The arbitration was an agreement signed by ALPA East and West and US Airways, its in your CBA as part of the TA, a CBA under the RLA which is a federal law.

Try again.
What happen to the 401K, airbus and attendance grievance that the IAM won???
 
The airbus arbitration award was in a CBA that was abrogated in Bankruptcy, a final offer was ratified by the membership that gave the company the right to outsource.

The 401k match was won and in effect for years, after the the merger the M&R became part of the IAMNPF and the matching money us going in towards the years of service.

Compare apples to apples, your trying to compare apples to oranges.

The company agreed with ALPA on how the seniority would be integrated, thats their involvement, they were not part of the arbitration, it was between west and est alpa. The process is outlined in the TA.
 
Wrong?

Prove it, your abiding by the terms of the TA as it pertains to flying, arent you now?

You make this way to easy.
 
Let's see them.
http://www.ipetitions.com/petition/merger/signatures


Check out the names and the comments.

What happened to all of the ALPA supporters? All of those names with ALPA numbers proudly displayed.

Name: Elwood Menear on Aug 14, 2005
State: PA
Country: US
Comments: Let the arbitrator know that we know this position is just, do not waffle and thereby give him and easy way to screw us. Our time in service is sacrosanct.

Looks like your MEC listened to one of your pilots.
 
Wrong?

Prove it, your abiding by the terms of the TA as it pertains to flying, arent you now?

You make this way to easy.

I'm not saying that the TA is not an enforceable contract, it's just not the CBA. There are two entirely separate CBAs in force right now for the pilots. The TA is "part" of neither.
 
The Federal Arbitration Act allows either party to get the award confirmed by a court. Why didn't the west MEC do that?
Not that it is relevant here, but the plan never was to get it confirmed by a court.
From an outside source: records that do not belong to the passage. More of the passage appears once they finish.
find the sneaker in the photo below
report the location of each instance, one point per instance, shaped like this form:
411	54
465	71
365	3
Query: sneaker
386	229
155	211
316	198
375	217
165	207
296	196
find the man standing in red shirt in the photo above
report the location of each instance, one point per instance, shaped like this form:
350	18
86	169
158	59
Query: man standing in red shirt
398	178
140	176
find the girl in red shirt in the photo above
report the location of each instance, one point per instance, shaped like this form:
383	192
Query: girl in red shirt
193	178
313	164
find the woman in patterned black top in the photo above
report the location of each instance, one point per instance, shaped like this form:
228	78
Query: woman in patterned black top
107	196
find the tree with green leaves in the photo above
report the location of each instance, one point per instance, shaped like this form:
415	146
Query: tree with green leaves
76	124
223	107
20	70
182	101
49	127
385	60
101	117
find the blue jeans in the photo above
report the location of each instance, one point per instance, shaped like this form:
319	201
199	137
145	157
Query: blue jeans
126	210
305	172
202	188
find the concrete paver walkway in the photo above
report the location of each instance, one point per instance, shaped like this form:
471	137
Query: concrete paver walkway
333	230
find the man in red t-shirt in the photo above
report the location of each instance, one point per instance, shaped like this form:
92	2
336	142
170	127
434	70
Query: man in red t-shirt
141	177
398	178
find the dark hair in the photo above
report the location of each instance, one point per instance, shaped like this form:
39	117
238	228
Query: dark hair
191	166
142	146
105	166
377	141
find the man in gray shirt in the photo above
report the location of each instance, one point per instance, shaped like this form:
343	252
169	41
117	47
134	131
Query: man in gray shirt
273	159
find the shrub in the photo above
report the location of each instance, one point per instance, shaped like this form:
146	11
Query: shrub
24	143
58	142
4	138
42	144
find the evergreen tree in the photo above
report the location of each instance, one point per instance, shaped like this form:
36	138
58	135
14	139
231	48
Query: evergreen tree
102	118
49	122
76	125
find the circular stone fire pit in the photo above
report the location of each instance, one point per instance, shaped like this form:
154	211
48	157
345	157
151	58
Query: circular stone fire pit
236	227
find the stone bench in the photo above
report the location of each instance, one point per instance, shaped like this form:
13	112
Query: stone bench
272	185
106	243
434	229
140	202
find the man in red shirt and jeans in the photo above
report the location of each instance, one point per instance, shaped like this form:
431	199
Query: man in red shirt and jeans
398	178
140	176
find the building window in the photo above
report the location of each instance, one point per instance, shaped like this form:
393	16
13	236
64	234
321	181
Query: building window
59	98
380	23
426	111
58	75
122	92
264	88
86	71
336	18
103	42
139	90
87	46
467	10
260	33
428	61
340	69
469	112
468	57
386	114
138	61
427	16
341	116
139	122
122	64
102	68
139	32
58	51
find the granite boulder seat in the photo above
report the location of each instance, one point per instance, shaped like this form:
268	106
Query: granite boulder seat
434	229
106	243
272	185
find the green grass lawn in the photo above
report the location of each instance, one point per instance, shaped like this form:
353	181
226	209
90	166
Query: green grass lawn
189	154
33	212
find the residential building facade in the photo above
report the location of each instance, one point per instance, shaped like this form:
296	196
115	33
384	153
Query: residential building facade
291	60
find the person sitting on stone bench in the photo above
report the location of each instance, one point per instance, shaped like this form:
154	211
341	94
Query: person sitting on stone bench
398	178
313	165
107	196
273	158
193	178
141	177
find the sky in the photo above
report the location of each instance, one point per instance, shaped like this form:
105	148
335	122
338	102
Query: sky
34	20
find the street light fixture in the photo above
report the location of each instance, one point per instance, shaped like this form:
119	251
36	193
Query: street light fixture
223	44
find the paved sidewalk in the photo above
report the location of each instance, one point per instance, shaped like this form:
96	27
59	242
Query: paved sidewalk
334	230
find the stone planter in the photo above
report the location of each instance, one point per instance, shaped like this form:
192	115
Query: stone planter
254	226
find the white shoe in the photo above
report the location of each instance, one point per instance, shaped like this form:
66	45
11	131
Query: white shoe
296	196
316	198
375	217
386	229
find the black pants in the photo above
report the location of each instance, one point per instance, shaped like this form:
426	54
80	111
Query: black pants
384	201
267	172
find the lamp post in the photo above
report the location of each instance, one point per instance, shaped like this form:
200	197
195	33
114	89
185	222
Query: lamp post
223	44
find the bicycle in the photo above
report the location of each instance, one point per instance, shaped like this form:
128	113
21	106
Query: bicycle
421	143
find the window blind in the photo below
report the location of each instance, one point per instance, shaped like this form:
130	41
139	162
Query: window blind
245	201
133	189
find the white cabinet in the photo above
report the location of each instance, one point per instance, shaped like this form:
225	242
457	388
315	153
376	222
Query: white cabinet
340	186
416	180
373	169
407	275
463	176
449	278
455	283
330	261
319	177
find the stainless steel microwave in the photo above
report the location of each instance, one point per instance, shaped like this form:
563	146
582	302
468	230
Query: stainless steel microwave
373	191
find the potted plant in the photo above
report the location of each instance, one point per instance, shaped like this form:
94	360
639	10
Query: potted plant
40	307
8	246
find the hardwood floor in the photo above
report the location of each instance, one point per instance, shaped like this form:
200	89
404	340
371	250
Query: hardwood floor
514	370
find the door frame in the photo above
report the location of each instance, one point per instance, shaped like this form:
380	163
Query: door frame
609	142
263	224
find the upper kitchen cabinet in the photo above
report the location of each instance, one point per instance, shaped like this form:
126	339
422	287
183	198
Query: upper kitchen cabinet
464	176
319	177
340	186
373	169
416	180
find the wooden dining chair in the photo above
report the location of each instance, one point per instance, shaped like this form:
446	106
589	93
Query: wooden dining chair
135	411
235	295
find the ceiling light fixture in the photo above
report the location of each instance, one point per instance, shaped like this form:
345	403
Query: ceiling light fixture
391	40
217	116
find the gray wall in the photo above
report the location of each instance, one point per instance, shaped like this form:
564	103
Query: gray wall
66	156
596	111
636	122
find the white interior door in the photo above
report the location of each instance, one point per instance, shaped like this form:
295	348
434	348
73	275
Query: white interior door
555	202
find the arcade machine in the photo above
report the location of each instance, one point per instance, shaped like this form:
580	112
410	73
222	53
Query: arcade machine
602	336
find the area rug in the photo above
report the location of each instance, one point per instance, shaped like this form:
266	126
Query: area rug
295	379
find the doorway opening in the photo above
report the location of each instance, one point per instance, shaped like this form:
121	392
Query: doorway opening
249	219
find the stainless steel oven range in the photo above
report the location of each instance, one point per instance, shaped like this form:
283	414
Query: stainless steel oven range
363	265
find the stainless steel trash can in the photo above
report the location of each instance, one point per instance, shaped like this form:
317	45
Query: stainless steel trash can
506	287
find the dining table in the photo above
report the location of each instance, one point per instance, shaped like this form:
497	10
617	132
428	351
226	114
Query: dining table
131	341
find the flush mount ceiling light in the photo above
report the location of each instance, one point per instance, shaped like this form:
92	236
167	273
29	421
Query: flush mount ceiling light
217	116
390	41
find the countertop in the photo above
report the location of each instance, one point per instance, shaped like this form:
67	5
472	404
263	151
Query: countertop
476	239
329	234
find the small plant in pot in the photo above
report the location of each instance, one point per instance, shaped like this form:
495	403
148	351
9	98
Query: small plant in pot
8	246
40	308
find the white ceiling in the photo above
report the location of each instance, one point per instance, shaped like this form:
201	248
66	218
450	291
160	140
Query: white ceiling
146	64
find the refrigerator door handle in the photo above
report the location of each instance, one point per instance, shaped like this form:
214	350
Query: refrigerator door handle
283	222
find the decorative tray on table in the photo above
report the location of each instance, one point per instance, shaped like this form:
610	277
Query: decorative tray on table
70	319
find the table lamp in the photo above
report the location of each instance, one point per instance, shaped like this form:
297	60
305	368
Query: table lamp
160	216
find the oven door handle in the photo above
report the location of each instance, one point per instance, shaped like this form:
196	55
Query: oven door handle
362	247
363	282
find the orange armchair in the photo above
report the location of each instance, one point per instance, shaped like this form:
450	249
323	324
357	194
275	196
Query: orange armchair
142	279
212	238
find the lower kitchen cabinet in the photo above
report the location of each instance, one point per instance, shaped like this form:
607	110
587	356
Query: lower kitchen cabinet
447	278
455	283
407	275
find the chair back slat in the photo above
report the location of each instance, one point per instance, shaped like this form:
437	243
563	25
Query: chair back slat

Since you seem fixated on it, check Section 9 of the FAA (especially the very beginning: "If the parties in their agreement have agreed that a judgment of the court shall be entered upon the award made . . . [then any party may apply to the court for an order confirming the award]."). Who was ALPA planning to file suit against to confirm the award when the process first started - itself? The plan was (and is) to use the list going forward in the merger process.

By the way, if the award had somehow been "confirmed" under the FAA, do you really think the East pilots would have accepted it because of that procedural detail, or do you think they would still have thought of ways to try to squirm out of their legal obligations?

Simply because they couldn't, since it was NOT A FEDERAL ARBITRATION.
I still am not understanding what this "a federal arbitration" is, and how it differs from other ("non-federal"?) arbitrations.

Can you provide an example of "federal" and "non-federal" arbitrations, and explain the difference(s) between them?

And, just because it fits your argument to substitute "Collective Bargaining Agreement" with "agreement between the parties" does not make it so. A Collective Bargaining Agreement is a very specific contract, i.e. between a union and an employer. An "agreement between the parties" can be anything from General Motors contracting to purchase spark plugs from Champion, to your next door neighbor agreeing to pay you $4 to mow his lawn.
And that distinction is germane here, how exactly? Is arbitration over a CBA issue more or less enforceable than arbitrations over other issues? If so, how?

Would the GM / Champion and neighbor disputes be examples of "federal" or "non-federal" arbitration?
 
And not what I was told by a member just last month, as I explained just a few posts ago.
You've got to remember that everyone involved in the seniority integration process is engaging in a lot of CYA. They don't want anyone blaming them for the outcome, so there's plenty of revisionist history coming from east of the Mississippi. Go all the way back to DFR1 and the sworn testimony that the arbitration was binding only on the MC - does any pilot on the East side think that was the truth? People who will lie under oath will lie about anything including who's fault this mess is.